Cricket is a national obsession in India, more popular than all other sports combined. I knew nothing about the game when we arrived, so a friend sat me down in front of a televised match and explained the rules. It's a lot like baseball, with nearly the same number of players and lots of the same terminology (innings, runs, outs). One major difference is that in cricket a player comes up to bat only once per match. Once he's out, that's it for him -- but an at-bat can last over an hour. Sometimes when a match was on, I would watch a few minutes while waiting for our driver, then go to the grocery store, and when I was in the checkout line I might hear on the radio that the same batter was still up. In that time he might have scored fifty runs. Or he might have reached the milestone of a hundred runs -- a "century." Cricket is played on a circular field, with the two wickets in the center.
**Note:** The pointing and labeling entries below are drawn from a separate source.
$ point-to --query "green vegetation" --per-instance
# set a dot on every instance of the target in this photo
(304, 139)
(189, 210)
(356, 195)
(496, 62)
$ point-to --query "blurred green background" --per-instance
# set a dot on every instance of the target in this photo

Most hits are good for one run, but if you hit the ball to the boundaries, you earn four runs -- or six if it gets there on the fly, like a home run in baseball. Terminology aside, the strongest parallel between cricket and baseball is the pace: generally slow with bursts of intense action. It felt familiar to me. I began to watch matches, and before I knew it I was reading box scores in the morning paper.
I should mention that thanks to the Internet, I was never out of touch with baseball. In fact I was closely anticipating the 2011 season. The previous fall, the Giants had won their first World Series since moving to San Francisco, and even though I grew up a Dodgers fan, I had fallen in love with the thong-wearing, bearded band of misfits and castoffs who beat the odds in 2010. I was counting down the days until spring training, when the Giants would begin defending their championship. I watched the opening-day festivities from afar -- literally the other side of the world -- but the distance only seemed to intensify my interest. Thanks to an eleven-and-a-half-hour time difference, I watched night games on my computer over breakfast. I hadn't followed baseball this closely since middle school. No doubt the Giants renaissance was partially responsible, but so was the expatriate effect -- the same urge compelling me to write about the missions.

One morning after the last West Coast game ended and everyone went to sleep in America, I put down Father Junípero and opened a new window in the word processor. "Dad wasn't a ball player," I wrote, "but he told me that if I wanted to make some easy money I should be a left-handed pitcher." By noon I had a thousand words (normally it takes me all day to write that much). For lunch I ate some leftover daal and ran back to my room. By the end of the day I had something like 3500 words describing an aging left-handed reliever with a sideline in detective work. He was divorced. His ex lived in Santa Monica with their daughter. I went to bed that night on fire, wondering what would happen if I skipped class the next morning to stay home and write. I ended up teaching, but when I got home I picked up where I'd left off. By the end of the week I had the beginning of a plot, a good working title, and most importantly my detective: Johnny Adcock, The Setup Man, was in business.